I ”carruozzi” erano per i ragazzi di mezzo secolo fa dei bolidi di Formula uno, con i quali sfidarsi in gare all’ultima…caduta.

Erano pochi coloro che ne possedevano uno perché per costruirlo bisognava rivolgersi ad un falegname. Ad una tavola, lunga circa sessanta centimetri e larga quaranta, veniva applicato da una parte un bastone robusto di legno che faceva da asse posteriore. Dall’altra parte si collegava una specie di corto timone alla estremità del quale si inchiodava un altro bastone, che serviva da asse anteriore. Il timone era inserito sotto la tavola e mantenuto aderente ad essa da un bullone, in modo da poter ruotare  a sinistra e a destra. Si sistemavano poi le quattro ruote di legno negli assi e per evitare che si sfilassero venivano bloccate con dei lunghi chiodi. Si legavano, infine, i capi di una corda all’asse anteriore e tirandola con forza era possibile sterzare.

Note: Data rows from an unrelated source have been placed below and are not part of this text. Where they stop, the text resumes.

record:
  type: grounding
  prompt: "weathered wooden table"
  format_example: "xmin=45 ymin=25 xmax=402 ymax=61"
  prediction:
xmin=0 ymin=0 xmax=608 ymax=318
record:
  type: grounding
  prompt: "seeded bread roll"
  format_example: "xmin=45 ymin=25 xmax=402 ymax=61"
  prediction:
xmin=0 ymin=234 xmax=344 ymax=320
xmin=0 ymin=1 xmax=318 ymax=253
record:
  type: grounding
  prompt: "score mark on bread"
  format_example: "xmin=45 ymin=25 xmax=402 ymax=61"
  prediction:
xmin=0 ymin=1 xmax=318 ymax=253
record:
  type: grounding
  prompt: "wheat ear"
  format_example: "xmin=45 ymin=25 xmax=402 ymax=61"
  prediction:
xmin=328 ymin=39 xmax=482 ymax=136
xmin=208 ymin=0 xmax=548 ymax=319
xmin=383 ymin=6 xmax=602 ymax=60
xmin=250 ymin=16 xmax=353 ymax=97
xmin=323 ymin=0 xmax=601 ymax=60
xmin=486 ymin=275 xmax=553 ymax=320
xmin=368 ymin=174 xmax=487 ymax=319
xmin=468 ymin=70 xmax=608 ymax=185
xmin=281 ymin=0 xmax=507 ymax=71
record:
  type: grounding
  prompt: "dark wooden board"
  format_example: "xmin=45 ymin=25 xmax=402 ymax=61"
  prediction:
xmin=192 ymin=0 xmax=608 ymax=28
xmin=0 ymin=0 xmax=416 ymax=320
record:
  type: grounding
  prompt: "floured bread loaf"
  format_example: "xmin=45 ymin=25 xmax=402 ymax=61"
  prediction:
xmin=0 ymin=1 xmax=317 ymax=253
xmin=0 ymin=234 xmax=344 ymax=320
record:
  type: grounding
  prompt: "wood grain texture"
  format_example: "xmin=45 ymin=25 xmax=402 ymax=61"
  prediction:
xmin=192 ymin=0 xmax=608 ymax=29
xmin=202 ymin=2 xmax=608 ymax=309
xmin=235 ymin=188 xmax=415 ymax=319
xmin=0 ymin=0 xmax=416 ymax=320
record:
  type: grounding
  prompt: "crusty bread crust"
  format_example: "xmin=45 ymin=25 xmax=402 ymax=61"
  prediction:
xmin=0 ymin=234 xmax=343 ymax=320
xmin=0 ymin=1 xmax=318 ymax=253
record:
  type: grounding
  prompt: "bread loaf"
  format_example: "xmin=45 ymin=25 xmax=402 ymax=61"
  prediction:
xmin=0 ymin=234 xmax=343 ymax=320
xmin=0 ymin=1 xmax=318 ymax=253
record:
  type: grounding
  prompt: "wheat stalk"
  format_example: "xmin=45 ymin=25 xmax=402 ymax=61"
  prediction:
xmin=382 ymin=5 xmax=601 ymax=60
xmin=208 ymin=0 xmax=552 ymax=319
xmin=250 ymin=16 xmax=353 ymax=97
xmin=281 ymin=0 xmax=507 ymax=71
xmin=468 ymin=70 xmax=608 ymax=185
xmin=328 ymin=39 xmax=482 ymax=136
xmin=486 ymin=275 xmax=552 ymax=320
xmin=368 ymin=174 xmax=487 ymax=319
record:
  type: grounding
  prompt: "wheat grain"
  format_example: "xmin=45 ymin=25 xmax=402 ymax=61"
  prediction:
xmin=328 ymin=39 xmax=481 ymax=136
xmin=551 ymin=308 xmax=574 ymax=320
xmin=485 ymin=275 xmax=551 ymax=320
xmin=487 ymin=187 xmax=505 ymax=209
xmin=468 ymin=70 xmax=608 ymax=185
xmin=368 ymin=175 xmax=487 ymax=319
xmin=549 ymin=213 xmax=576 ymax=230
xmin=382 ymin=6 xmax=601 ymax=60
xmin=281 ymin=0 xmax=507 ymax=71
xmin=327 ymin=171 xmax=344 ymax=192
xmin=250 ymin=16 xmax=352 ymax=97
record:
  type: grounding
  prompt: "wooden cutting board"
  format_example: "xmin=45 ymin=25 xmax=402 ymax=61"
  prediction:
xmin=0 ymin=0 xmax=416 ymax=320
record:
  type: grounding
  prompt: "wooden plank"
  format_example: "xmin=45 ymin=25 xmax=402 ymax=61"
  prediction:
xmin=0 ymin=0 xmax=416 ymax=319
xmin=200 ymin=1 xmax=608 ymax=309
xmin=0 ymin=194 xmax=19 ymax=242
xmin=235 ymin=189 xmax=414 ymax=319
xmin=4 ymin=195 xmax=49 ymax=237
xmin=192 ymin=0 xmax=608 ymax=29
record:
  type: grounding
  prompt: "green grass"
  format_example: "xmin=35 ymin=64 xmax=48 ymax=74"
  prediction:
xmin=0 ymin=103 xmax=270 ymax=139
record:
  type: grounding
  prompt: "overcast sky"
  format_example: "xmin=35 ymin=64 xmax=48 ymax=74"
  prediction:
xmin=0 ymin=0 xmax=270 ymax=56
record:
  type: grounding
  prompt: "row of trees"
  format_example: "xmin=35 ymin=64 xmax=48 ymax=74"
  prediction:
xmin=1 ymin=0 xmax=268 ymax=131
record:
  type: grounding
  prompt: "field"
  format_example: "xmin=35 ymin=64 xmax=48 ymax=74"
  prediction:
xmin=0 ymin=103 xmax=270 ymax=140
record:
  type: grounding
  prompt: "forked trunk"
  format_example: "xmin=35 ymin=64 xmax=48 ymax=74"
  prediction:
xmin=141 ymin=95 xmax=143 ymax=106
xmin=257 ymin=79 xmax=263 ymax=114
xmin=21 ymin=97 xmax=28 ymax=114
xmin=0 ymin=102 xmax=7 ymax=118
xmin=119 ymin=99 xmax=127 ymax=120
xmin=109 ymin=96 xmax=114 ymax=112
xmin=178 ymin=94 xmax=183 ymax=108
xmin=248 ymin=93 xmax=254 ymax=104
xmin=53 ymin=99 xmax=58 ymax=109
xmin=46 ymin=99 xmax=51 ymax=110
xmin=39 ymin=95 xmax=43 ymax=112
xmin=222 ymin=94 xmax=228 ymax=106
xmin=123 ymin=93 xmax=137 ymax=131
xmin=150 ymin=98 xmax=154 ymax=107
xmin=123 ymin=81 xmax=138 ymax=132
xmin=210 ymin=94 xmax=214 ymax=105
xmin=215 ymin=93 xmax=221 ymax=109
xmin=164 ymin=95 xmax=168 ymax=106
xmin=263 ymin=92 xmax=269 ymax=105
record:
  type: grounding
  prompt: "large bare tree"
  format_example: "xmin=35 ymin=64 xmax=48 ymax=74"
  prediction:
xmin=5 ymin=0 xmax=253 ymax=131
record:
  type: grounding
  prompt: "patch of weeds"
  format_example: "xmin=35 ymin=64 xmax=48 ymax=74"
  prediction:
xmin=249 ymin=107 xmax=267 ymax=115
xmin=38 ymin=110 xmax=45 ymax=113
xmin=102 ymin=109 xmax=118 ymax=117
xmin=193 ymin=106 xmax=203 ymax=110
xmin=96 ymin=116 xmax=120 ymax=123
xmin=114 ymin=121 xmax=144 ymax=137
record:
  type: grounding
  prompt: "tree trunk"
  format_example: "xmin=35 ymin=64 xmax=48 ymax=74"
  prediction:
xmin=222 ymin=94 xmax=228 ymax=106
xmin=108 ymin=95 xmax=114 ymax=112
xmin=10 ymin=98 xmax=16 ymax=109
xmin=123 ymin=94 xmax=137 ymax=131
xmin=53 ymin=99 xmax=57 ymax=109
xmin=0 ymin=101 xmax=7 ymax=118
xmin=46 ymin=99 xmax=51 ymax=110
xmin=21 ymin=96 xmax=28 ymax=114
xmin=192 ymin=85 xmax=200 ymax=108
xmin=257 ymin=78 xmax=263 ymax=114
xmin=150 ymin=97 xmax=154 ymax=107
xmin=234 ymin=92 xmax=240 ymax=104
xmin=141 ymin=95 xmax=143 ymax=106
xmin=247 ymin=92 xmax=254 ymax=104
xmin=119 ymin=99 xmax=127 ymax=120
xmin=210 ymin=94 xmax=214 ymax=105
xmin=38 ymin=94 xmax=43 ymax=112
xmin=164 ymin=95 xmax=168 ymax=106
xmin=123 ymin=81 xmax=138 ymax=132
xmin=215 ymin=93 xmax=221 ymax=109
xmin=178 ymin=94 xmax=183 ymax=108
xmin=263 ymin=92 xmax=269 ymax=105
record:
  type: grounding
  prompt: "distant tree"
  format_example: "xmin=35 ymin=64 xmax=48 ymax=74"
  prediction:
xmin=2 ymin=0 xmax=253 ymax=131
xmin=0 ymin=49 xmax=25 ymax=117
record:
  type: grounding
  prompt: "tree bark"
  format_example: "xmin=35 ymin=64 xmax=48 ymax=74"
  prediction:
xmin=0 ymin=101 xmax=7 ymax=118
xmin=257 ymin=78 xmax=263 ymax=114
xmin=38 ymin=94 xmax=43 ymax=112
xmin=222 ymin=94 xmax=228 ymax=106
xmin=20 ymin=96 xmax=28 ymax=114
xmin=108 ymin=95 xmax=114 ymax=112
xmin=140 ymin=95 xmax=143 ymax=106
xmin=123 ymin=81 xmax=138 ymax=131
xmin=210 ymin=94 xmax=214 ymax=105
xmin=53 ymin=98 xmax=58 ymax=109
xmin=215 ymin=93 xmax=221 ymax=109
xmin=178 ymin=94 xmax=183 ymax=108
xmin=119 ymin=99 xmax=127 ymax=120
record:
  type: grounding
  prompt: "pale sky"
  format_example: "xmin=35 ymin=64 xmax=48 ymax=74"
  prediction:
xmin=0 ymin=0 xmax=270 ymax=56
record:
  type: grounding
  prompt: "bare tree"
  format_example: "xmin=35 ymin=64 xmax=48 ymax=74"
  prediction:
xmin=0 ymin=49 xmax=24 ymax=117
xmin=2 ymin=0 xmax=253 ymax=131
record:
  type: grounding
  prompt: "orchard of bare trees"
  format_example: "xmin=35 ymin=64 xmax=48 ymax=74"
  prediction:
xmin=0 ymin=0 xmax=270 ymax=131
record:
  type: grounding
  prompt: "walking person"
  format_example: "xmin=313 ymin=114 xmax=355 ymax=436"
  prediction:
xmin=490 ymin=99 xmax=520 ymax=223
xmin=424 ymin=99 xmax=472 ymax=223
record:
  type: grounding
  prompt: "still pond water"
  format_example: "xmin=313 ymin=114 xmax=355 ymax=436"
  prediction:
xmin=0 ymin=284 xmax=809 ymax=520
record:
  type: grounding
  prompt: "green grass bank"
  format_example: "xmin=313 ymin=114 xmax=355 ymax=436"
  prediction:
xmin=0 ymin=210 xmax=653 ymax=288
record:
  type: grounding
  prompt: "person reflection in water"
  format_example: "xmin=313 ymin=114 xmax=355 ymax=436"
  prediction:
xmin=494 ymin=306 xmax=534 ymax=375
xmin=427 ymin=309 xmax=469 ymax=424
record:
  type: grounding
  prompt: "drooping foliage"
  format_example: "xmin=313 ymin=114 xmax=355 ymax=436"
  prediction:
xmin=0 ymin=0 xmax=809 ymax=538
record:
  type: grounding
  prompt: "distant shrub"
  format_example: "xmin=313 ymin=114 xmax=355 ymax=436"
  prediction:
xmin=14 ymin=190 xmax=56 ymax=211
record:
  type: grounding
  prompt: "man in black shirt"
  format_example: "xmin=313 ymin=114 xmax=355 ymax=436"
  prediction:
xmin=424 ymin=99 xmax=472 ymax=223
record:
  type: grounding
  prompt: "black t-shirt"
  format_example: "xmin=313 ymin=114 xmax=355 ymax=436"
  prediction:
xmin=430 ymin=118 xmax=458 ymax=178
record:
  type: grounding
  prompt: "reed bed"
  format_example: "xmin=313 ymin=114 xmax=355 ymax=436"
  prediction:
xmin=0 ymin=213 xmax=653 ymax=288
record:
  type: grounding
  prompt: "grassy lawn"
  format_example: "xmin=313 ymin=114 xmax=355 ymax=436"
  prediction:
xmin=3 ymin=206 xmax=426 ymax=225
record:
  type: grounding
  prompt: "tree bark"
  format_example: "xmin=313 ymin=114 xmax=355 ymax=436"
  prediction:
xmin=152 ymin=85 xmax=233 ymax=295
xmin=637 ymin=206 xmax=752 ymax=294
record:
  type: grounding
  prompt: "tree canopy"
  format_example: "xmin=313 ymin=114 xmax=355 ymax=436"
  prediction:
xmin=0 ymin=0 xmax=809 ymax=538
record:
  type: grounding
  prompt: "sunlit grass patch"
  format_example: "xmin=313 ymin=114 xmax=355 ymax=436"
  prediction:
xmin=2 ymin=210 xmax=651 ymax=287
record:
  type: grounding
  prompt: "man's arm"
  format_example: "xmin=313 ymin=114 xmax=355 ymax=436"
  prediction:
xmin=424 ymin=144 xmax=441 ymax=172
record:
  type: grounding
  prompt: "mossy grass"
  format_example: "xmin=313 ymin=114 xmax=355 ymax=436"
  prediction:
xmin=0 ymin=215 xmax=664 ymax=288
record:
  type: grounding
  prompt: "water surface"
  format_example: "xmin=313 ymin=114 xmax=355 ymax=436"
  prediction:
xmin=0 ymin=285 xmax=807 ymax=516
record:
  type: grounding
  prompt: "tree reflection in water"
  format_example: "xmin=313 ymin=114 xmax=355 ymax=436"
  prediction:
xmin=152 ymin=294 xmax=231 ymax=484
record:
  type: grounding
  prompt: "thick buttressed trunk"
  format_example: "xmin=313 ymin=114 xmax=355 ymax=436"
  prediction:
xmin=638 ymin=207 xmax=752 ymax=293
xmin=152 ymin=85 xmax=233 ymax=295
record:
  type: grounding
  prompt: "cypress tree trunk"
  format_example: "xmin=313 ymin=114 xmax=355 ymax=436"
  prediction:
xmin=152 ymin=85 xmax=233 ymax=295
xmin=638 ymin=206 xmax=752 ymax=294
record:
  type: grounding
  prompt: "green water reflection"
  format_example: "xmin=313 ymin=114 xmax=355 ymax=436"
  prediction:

Il pilota si sedeva direttamente sulla tavola, a meno che il suo bolide non fosse dotato di “scannulillo” (=piccolo sedile), e poggiava i piedi divaricati sull’asse anteriore.

Il “carruozzo” volava in discesa e a volte lo fermava soltanto il muro di una casa, ma in pianura e in salita non andava da solo, ci voleva almeno un compagno disposto a spingerlo. Non era difficile trovarlo: bastava la promessa di concedergli un giro.